Fed comments on the U.S. economy’s possible downturn

Fed comments on the U.S. economy’s possible downturn

The U.S. economy weathered much over the last several months. Investors feared that high-interest rates and soaring inflation would seriously damage the country. However, new reports showed that the United States economy’s annual rate increased by 2.9 percent from July through September. According to the government, this is a good upgrade from its initial estimate.     

The U.S. gross domestic product contracted over the previous two quarters but rebounded in the last quarter. There are signs that the economy is slowly recovering. Steady hiring and low unemployment data also indicate that, along with many job openings. On Wednesday, the government reported that solid gains in exports and consumer spending aided the growth in the July-September. Both were stronger than economists expected.

Rubeela Farooqi, the chief US economist at High-Frequency Economics, noted that household spending seems to be holding despite higher borrowing costs and prices. That is a positive development for the near-term outlook. Analysts think the new data will show a modest 1 percent annualized economic growth from October through December.
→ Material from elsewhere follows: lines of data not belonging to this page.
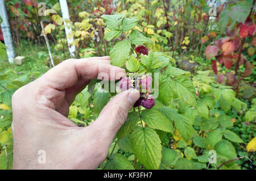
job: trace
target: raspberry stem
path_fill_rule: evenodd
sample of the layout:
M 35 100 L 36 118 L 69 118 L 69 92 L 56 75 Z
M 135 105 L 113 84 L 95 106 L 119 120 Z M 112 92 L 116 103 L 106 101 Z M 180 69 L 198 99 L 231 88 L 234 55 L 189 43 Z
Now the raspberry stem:
M 142 120 L 141 120 L 141 109 L 139 108 L 141 106 L 139 106 L 138 107 L 138 109 L 139 110 L 139 119 L 141 119 L 141 126 L 142 127 L 142 128 L 143 128 L 144 129 L 144 127 L 143 127 L 143 124 L 142 124 Z

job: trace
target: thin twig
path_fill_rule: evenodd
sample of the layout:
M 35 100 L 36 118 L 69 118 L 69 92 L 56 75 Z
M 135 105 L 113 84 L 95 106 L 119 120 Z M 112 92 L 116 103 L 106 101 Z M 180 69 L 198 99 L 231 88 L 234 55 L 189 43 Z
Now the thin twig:
M 138 109 L 139 110 L 139 119 L 141 119 L 141 126 L 142 127 L 142 128 L 144 129 L 143 124 L 142 124 L 142 120 L 141 120 L 141 109 L 139 108 L 139 107 L 138 107 Z
M 0 85 L 0 86 L 1 86 L 3 89 L 5 89 L 6 91 L 7 91 L 8 92 L 9 91 L 6 88 L 5 88 L 5 87 L 3 87 L 2 85 Z
M 9 169 L 9 159 L 8 159 L 8 154 L 6 151 L 6 145 L 5 146 L 5 155 L 6 155 L 7 170 Z
M 133 167 L 135 169 L 135 166 L 136 166 L 136 162 L 137 161 L 137 158 L 136 158 L 136 157 L 134 157 L 134 160 L 133 161 Z
M 217 167 L 217 169 L 220 169 L 220 167 L 221 167 L 223 165 L 224 165 L 226 164 L 226 163 L 228 163 L 233 162 L 233 161 L 235 161 L 235 160 L 240 159 L 241 159 L 241 158 L 246 158 L 247 159 L 248 159 L 249 160 L 250 160 L 250 161 L 251 161 L 251 162 L 252 162 L 252 161 L 251 161 L 247 157 L 244 155 L 244 156 L 242 156 L 242 157 L 238 157 L 238 158 L 234 158 L 234 159 L 232 159 L 228 160 L 228 161 L 227 161 L 226 162 L 225 162 L 224 163 L 223 163 L 222 164 L 219 165 L 219 166 Z

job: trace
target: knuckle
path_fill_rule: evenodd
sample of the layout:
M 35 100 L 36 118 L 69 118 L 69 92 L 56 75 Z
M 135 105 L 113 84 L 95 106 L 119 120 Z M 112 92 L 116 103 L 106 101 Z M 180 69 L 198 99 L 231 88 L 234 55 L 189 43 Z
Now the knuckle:
M 117 104 L 114 107 L 115 111 L 114 111 L 114 119 L 117 120 L 118 126 L 122 126 L 123 122 L 126 119 L 127 115 L 127 110 L 125 108 L 125 106 Z

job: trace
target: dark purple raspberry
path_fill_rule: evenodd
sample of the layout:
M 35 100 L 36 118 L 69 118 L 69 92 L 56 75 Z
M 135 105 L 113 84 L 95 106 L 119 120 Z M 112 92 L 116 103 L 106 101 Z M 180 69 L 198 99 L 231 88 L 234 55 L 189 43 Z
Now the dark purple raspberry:
M 142 100 L 142 98 L 139 98 L 139 99 L 138 99 L 138 100 L 136 101 L 136 102 L 134 103 L 134 104 L 133 105 L 133 107 L 139 107 L 139 106 L 141 106 L 141 103 Z
M 138 53 L 142 53 L 144 54 L 148 54 L 148 49 L 143 45 L 139 45 L 135 48 L 135 50 Z
M 151 86 L 152 81 L 152 77 L 150 75 L 147 75 L 144 78 L 140 80 L 139 84 L 142 85 L 142 89 L 148 89 Z
M 131 87 L 131 81 L 126 76 L 122 78 L 118 82 L 119 88 L 122 91 L 126 91 Z
M 154 99 L 143 99 L 141 102 L 141 105 L 146 109 L 151 109 L 155 106 Z

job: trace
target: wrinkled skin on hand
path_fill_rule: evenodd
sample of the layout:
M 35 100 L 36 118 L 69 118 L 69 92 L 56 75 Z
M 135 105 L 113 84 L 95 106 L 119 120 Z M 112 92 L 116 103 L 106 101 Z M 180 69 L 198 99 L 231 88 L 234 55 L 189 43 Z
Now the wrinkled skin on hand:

The Federal Reserve is also optimistic. Inflation seems to be slowing, and Fed Chair Jerome Powell commented that the agency contemplates lower rate increases starting from December. Despite that, some experts still think the Fed’s attempts to lower inflation will cause a recession in 2023. The agency had hiked its short-term benchmark rate six times in 2022.


Chile’s economy is struggling as well

Chile’s central bank released its IMACEC economic activity index on Thursday. The latter is a close proxy of gross domestic product. According to new data, the index plunged by 1.2% in October from the same month last year.

However, markets expected this number as the world’s largest copper producer is moving toward recession despite its rapid post-pandemic recovery.

The central bank stated that a drop in manufacturing and commerce caused the latest figures. The mining sector remained strong, but it wasn’t enough.